Vendors and operators are showcasing 5G’s capabilities to accommodate gaming’s low-latency, high-speed requirements. Mobile and VR gaming require low latency, particularly on multiplayer modes. High speeds support the ability to stream a rich gaming environment. Announcements from Sprint and Deutsche Telekom illustrate telco efforts to support gaming as a beachhead 5G use case to validate and draw attention to the technology.

The concept of shifting gaming to the cloud has been around for nearly a decade. Much of the rationale is modelled on a Netflix-style subscription model where customers move to all-you-can-eat consumption on-demand, either via a PC or mobile.

But momentum is now building. The latest big name to enter the space is Chinese tech giant Tencent, which recently soft-launched its own cloud gaming platform called ‘Start’ to a limited number of users in China. Tencent is already a games developer in its own right, and gaming currently accounts for about a third of its revenue. It will compete with the likes of Google’s recently-launched ‘Stadia’ and Microsoft’s upcoming xCloud.

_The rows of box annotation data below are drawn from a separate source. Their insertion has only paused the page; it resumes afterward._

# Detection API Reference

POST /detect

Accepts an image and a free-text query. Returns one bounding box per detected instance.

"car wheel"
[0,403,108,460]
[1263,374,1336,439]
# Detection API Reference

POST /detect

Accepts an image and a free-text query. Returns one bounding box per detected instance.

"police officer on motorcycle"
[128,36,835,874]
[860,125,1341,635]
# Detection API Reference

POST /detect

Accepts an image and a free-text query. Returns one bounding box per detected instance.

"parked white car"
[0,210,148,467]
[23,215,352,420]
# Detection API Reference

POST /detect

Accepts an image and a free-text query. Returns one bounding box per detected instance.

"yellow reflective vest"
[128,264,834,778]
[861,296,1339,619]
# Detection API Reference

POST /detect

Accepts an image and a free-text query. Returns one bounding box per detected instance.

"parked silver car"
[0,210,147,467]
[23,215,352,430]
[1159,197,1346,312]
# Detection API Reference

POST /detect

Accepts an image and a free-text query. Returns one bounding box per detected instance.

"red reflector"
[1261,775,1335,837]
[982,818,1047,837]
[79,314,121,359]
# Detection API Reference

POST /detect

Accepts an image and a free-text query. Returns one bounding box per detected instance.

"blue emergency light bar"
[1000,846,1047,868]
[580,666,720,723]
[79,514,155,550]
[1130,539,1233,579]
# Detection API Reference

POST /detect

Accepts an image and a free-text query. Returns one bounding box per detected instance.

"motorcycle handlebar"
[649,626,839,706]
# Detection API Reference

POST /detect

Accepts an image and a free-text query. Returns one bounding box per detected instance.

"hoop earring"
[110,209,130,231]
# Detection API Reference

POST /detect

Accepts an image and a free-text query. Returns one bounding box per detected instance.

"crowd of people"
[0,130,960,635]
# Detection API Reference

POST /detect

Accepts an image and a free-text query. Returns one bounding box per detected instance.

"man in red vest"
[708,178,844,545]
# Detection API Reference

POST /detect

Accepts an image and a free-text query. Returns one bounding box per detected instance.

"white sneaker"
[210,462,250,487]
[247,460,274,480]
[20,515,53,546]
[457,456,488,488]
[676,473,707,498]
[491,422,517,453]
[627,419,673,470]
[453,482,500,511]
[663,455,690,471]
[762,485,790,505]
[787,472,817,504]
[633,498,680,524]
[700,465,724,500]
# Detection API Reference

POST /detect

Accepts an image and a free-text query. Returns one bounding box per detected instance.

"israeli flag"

But there is a fundamental difference between cloud-based gaming and TV shows/movies. Games require real-time rendering, which requires far more computational resource than the static presentation of video content that Netflix, Amazon or Hulu offer. The bandwidth demands mean providers must rent extra GPUs along with core data centre space to avoid buffering or other irritations to the gameplay experience. OnLive was a pioneer in this space but ultimately closed under the weight of these economics. On the content front, publishers have remained reluctant to license rights without a clear willingness for customers to stop buying individual titles. The music industry’s plight is a reminder of the pitfalls. 

Does 5G change this? There are an estimated 2 billion gamers worldwide, of which perhaps a third play through the latest generation consoles (e.g. Xbox One, PS4) or have a PC capable of high definition. This group would be the subset to upgrade to a streaming model were it to materialise. Amazon, Microsoft, Tencent and Alibaba are probably best placed to take advantage given their immense data centre scale, existing consumer product lines, and negotiating power with publishers. For their part, Telcos can use 5G to drive pricing leverage; AT&T recently discussed offering premium 5G plans for gaming. In some cases, operators may also try to expand into content aggregation – e.g. Verizon has been testing its game streaming service Verizon Gaming – though this is more difficult.

Consumers may need convincing that 5G will mark a new dawn for VR gaming. According to GSMA Intelligence’s recent Consumer Survey, only 25 per cent of respondents believed the advent of 5G will deliver a range of innovative new services. By contrast, consumers currently see 5G as the logical continuation of previous generations of mobile technology – doing the same thing, just better. Faster speeds were the top expectation across all 34 countries in the survey, with the exception of Japan, where it was a close second (to reductions in mobile service costs). Early marketing efforts will therefore focus on network speed as a key differentiator versus earlier generations and is likely to be the main driver of early 5G adoption.

The gaming community typically plots above average in monthly spend for home broadband so provide the basis for a tariff upsell. The success of such moves will, however, be dependent on non-connectivity factors, particularly better content libraries, more ergonomic form factors and reductions in gameplay dizziness. Telcos would do well to open up 5G network sandboxes to the developer community in an effort to address these challenges.